蔕を落としたナスを輪切り、若しくは斜めにスライスしましょう。
切ったナスは塩水に少し晒します。
んで、フライパンにバターを落として加熱、溶けたら万遍無く行き渡らせて下さい。
良く水を切ったナスをフライパンに並べて、弱火で焼いて行きます、焼き音が変化したら裏返して見ましょう、焦げる前に返せると思います。
火が通って来たら、香り付け程度にお醤油で味付けたら完成です。
超簡単でしょ?
お昼ご飯完成です!
マリイの離乳食も用意しなきゃね。
ご飯にもう少しお湯を足してふやかして、白出汁で少しだけ味を付けて一品、もう一品行こう。
リンゴをすりおろしてこれで一品、こんなもんかな?
「お昼ご飯できたよ~、アインとツヴァイもエネルギー補給しましょう。

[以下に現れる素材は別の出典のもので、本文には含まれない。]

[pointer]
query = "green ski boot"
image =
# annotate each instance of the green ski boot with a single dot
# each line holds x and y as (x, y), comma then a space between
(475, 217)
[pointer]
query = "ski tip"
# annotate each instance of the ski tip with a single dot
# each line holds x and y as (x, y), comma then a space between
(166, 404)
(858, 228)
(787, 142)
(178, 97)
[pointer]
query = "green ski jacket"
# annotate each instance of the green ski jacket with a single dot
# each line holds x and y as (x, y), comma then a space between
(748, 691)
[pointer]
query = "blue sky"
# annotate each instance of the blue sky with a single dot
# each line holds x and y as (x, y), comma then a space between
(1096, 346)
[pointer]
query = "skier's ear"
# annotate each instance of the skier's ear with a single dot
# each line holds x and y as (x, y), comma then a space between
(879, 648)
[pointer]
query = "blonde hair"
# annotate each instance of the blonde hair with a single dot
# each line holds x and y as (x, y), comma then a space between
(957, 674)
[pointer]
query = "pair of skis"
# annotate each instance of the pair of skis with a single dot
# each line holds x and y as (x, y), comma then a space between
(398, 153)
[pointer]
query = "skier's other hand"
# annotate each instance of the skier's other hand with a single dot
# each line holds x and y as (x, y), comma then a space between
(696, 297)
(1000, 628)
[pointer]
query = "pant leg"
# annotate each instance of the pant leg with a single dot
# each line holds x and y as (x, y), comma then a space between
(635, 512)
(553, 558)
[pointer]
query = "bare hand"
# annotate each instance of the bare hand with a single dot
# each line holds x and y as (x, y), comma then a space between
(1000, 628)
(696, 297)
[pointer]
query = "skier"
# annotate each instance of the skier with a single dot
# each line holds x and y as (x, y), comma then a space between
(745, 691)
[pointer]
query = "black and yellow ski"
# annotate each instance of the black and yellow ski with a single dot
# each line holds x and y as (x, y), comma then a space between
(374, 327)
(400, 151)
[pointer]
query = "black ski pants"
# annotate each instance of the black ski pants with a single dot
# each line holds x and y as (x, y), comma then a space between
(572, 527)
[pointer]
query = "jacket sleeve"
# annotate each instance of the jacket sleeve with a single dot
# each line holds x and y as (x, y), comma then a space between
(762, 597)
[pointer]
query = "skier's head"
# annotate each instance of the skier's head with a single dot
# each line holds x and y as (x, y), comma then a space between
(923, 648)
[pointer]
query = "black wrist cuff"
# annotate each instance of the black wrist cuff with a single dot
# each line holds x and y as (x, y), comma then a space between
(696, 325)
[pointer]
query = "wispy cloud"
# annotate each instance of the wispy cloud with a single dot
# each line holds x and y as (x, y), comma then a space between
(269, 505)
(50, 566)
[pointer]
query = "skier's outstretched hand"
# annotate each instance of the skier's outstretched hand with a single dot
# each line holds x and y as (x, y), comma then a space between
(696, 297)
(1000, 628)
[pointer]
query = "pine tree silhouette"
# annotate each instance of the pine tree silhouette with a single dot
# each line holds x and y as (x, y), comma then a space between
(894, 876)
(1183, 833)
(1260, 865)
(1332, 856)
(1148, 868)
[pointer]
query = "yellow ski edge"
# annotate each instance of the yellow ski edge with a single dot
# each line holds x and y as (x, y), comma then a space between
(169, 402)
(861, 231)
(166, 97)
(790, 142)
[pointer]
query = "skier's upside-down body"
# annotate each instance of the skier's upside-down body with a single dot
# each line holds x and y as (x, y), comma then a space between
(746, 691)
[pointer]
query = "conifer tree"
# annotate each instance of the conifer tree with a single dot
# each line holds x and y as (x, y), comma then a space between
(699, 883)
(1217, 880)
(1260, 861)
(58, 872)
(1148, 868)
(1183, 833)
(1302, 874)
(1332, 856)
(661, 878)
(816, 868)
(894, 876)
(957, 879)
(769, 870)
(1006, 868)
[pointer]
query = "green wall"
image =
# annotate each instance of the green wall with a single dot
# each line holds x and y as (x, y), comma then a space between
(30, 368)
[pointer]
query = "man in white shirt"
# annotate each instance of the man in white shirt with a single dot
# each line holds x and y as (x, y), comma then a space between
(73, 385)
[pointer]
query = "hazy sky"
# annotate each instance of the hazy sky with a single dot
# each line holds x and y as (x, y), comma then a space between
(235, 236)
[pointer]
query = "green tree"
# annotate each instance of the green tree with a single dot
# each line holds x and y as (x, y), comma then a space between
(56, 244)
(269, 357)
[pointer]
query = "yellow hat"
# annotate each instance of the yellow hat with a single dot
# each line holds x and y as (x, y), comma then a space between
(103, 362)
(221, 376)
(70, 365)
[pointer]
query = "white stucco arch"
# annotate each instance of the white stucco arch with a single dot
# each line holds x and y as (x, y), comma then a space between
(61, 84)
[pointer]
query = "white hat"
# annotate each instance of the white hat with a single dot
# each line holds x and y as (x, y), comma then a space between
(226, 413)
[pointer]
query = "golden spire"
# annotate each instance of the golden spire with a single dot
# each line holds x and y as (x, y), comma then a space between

」
アイン、ツヴァイの二体は新型全身義体をAIのみで完全稼働させる為の実験機でも有るので、普通にご飯食べてエネルギー補給をする事が出来る、なので、食卓を一緒に囲む事にして居るのだ。
マリイを抱っこしたツヴァイと、抱っこし損ねて少し不満げなアインがテーブルへと集まって来た。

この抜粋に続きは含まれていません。